Is there a reason you have mentioned numerous times in the past few posts the gender difference in use of negative or transparency film? I only ask because while it may or may not be true - I cannot see it has any relevance. I agree that most 'serious' amateur photography was a male dominated pastime years ago - but that was because the man of the house probably controlled the purse strings and thought a compact type camera was plenty for the little woman and he should take share of the real pictures. Which is a huge shame. A very good friend of mine was in this situation until her husband died about 20 years ago. He would never let her use the 35mm camera. She took up 'serious' photography at the age of 55 and has since produced some outstanding work. Luckily digital photography has emancipated the female photographers at last and has democratised photography. Another female friend recently attained her Associateship of the Royal Photographic Society with a panel of prints shot on a Panasonic TZ compact camera. At last the limiting factor is imagination and creativity - not what type of camera you can afford.

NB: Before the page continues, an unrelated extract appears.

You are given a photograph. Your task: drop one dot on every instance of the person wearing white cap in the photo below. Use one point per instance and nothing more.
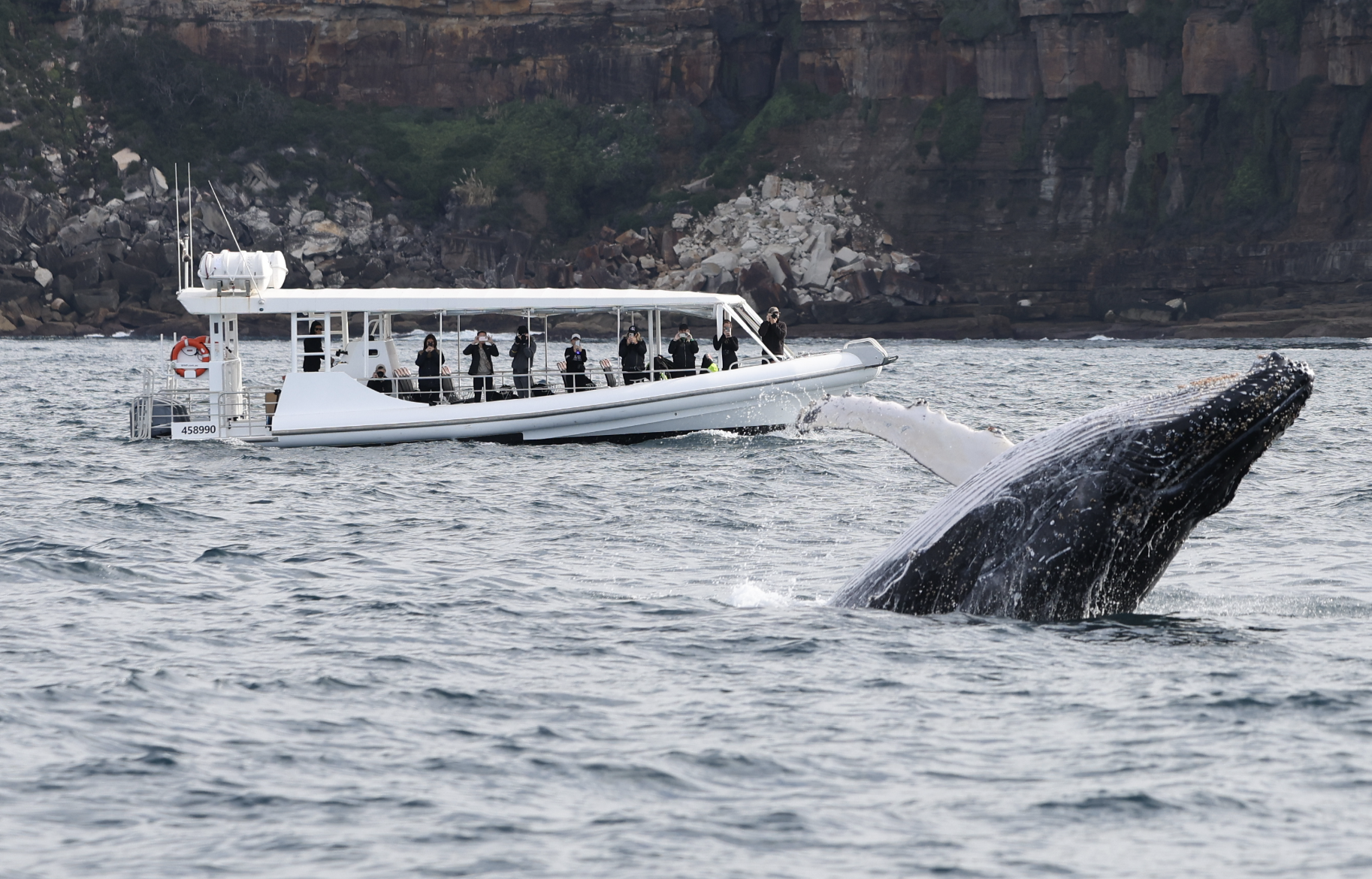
(576, 360)
(633, 355)
(684, 350)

I worked in photo retailing in the past. Though some
women had good equipment, most used the simplest and least expensive, and used color negative film, as their photos were mostly for family. Photography was not an end in itself. I bet 99% of 126 and 110 cameras were sold to women. The men customers tended to be serious hobbyists (most were doctors, dentists, professors or businessmen); they owned Alpas, Leicas, and Hasselblads. Most used transparency film and had projectors and screens.